Because it was summer and I loved the idea of integrating natural elements, we plucked petals, chopped branches off trees, and picked native grasses. We were both always thinking about props. There were many reshoots and shuffling of props and fruit for a new pose. I wanted the light and the presentation to be as good as it could be.
I am sure Patrice lost patience with my “eye.” We had many laughs as she used an umbrella, a beach towel, and her own shirt to block the light and give us what we needed. It was important that we both gave the thumbs up to all twenty-three photos and the front and back covers. Some days we spent six to eight hours to pull together three or four shots. It was both more exhausting and exhilarating than we expected. Ultimately, it was one of the most fun photo challenges I’ve attempted.
Gail and Patrice Speak:
The poems offer an unusual twist to how we view everyday fruits, but we realize the coupling of the poems with the colorful, quirky photographs doubled the pleasure and caught people’s attention. The photos give people a door into the poems. We found that the combination of visuals with words has a broad appeal to both poets and people who do not have poetic leanings.

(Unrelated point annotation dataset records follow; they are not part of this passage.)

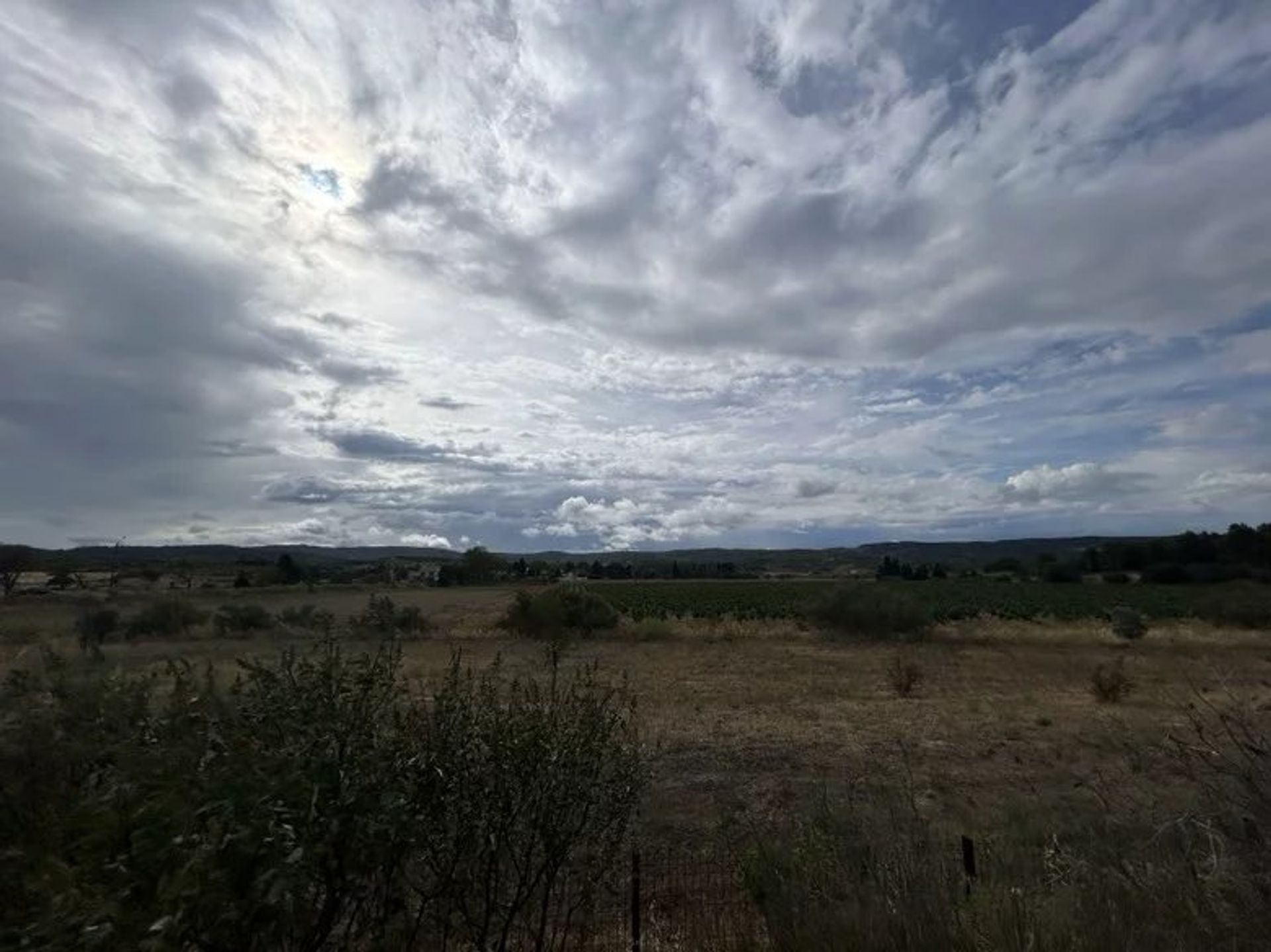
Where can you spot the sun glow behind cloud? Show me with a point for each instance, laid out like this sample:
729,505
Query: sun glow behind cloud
566,276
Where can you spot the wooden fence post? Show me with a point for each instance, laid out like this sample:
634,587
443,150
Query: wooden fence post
969,862
636,904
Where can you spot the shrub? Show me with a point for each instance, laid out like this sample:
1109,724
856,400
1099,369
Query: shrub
1128,623
871,612
904,675
1062,572
870,873
309,618
167,618
651,630
95,626
1239,606
242,619
383,618
319,804
1168,573
559,610
1110,683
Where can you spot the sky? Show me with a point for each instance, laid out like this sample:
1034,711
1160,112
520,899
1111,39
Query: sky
557,275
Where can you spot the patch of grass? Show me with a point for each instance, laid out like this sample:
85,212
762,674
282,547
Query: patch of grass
165,618
238,620
871,612
559,610
904,675
651,630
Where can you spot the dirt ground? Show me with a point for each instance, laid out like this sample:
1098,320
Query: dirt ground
762,714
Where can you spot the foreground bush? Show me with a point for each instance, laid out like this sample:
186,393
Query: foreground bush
167,618
871,875
317,804
871,612
309,618
95,626
383,618
1110,683
559,610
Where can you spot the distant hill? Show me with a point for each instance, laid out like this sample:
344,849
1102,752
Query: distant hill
953,555
968,555
222,555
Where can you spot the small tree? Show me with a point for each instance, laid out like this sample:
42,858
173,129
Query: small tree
167,618
15,559
1110,683
871,612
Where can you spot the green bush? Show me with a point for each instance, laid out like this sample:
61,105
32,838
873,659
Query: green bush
95,626
559,610
871,612
242,619
167,618
318,804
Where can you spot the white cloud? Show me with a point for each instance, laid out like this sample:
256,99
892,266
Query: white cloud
1080,482
428,540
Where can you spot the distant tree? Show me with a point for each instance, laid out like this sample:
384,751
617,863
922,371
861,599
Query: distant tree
290,572
60,575
1006,565
15,559
479,566
183,572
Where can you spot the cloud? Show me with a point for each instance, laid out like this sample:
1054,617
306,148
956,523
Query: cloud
445,403
428,540
393,448
732,272
815,489
1080,482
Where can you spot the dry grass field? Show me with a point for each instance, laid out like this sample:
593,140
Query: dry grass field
761,716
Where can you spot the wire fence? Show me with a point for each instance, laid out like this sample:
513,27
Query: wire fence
674,902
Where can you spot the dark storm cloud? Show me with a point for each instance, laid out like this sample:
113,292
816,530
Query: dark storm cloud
350,373
189,95
392,448
445,403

Just as some wines pair well with certain foods, our book was a happy pairing of words and images, poet and photographer.
Gail Goepfert, an associate editor at RHINO Poetry, is a Midwest poet, teacher, and photographer. Her first chapbook, A Mind on Pain, appeared in 2015, first book, Tapping Roots, from Aldrich Press in 2018. and Get Up Said the World was released in May 2020 from Červená Barva Press. Forthcoming books are Self-Portrait with Thorns from Glass Lyre Press and a collaboration with Patrice Boyer Claeys, This Hard Business of Living from Seven Kitchens. Recent publications include One Art, Rogue Agent, The Examined Life Journal, The Night Heron Barks, and The Inflectionist Review.
Patrice Boyer Claeys graduated from the University of Pennsylvania and the University of Manchester, U.K., and completed a Certificate in Poetry from University of Chicago. Her first collection, Lovely Daughter of the Shattering, was published by Kelsay Books in 2019, followed by The Machinery of Grace (2020). She collaborated with Gail Goepfert on a photography/poetry book, Honey from the Sun (2020), and on a poetry chapbook, This Hard Business of Living, due from Seven Kitchens Press in 2021. Recent work appears in The Night Heron Barks, SWWIM, *82 Review, little somethings press, Zone 3, Inflectionist Review and Relief: A Journal of Art and Faith.